Two years ago today, Fardous square in central Baghdad was filled with crowds who cheered US forces as they tore down the statue of Saddam Hussein. It was an event that for most Iraqis has come to mark the change between the old order and the new.
One year ago, Fardous square was empty, sealed off with barbed wire, as the country dealt with a surge in violence caused by US offensives against Sunni guerrillas in Falluja, and against Moqtada al-Sadr, the radical Shia preacher.
Today, Fardous square is draped with banners, as it prepares to welcome thousands of Shia demonstrators who will demand that Mr Hussein be tried and executed, and that the US troops who toppled him go home.
On the second anniversary of the “Fall”, as Iraqis term April 9, many express neither the wild optimism they felt in the first weeks after the war, nor the deep pessimism of a year later, when it seemed the country was falling into chaos.
A more common response now is ambivalence – satisfaction that the January 30 elections produced a semblance of democratic government, but weariness of bombs in the street, crime, and power failures.
Fear of oppression has been replaced by fear of the anarchy and political violence that has cost the lives of an estimated 25,000 to 50,000 Iraqis. Fear of Mr Hussein’s security forces has been superseded by fear of the US military vehicles that patrol Baghdad’s streets, bearing placards warning that any vehicle that comes too close will be fired upon.

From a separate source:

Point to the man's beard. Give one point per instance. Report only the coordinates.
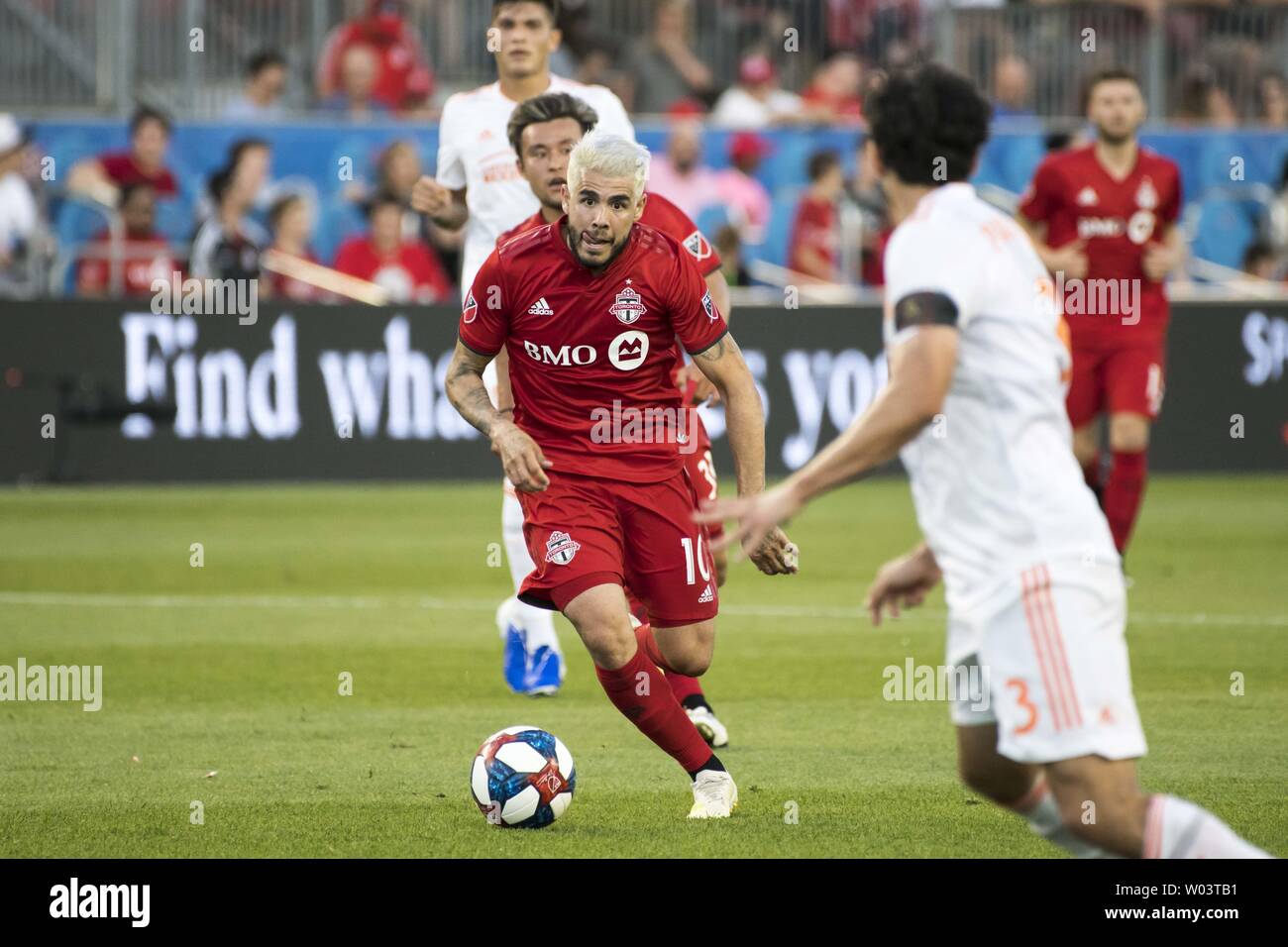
(1115, 140)
(575, 240)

“They freed us…butnow the foreign forces may be here for decades,” says Wisam Adel, a Sunni Arab from Baghdad and former military hospital worker.
“That is the price of our liberation,” he says.
The most recently published opinion poll, conducted by the International Republican Institute in February and March, suggests that many Iraqis believe the worst is over. Only 37 per cent of respondents said that they were worse off now than before the war, and nearly 90 per cent thought things would slowly improve.
However, opinions vary strongly according to region, religion and ethnicity.
Due to security reasons, the poll was not carried out in the predominantly Sunni governorates of Anbar and Ninawah, where residents say that over the past two years their cities have been bombed, their homes invaded by troops and their family members subjected to mass arrest.
Kurds in the northern city of Sulimaniya, on the other hand, today display pictures of US President George W. Bush in shop windows, and thank him for ensuring that Mr Hussein’s army would never return to massacre their people.
Iraq’s Shia, who are estimated to make up 60 per cent of the population and who now dominate parliament and cabinet, are more divided. They are as likely to credit their own leaders as they are the Americans for their new rights – Grand Ayatollah Ali al-Sistani, who pushed consistently for fully democratic elections, or the followers of Mr Sadr who fought the Americans.
In Baghdad, the last six months have seen a series of bizarre crises, from the taps running dry in much of the city, to winter rains that caused houses in many slum districts to flood with fetid water, to a petrol shortage that had people waiting up to 24 hours at the pumps.
The last crisis has fostered distrust of the US as people wonder why a petroleum-producing country would run short of oil unless the Americans were stealing it.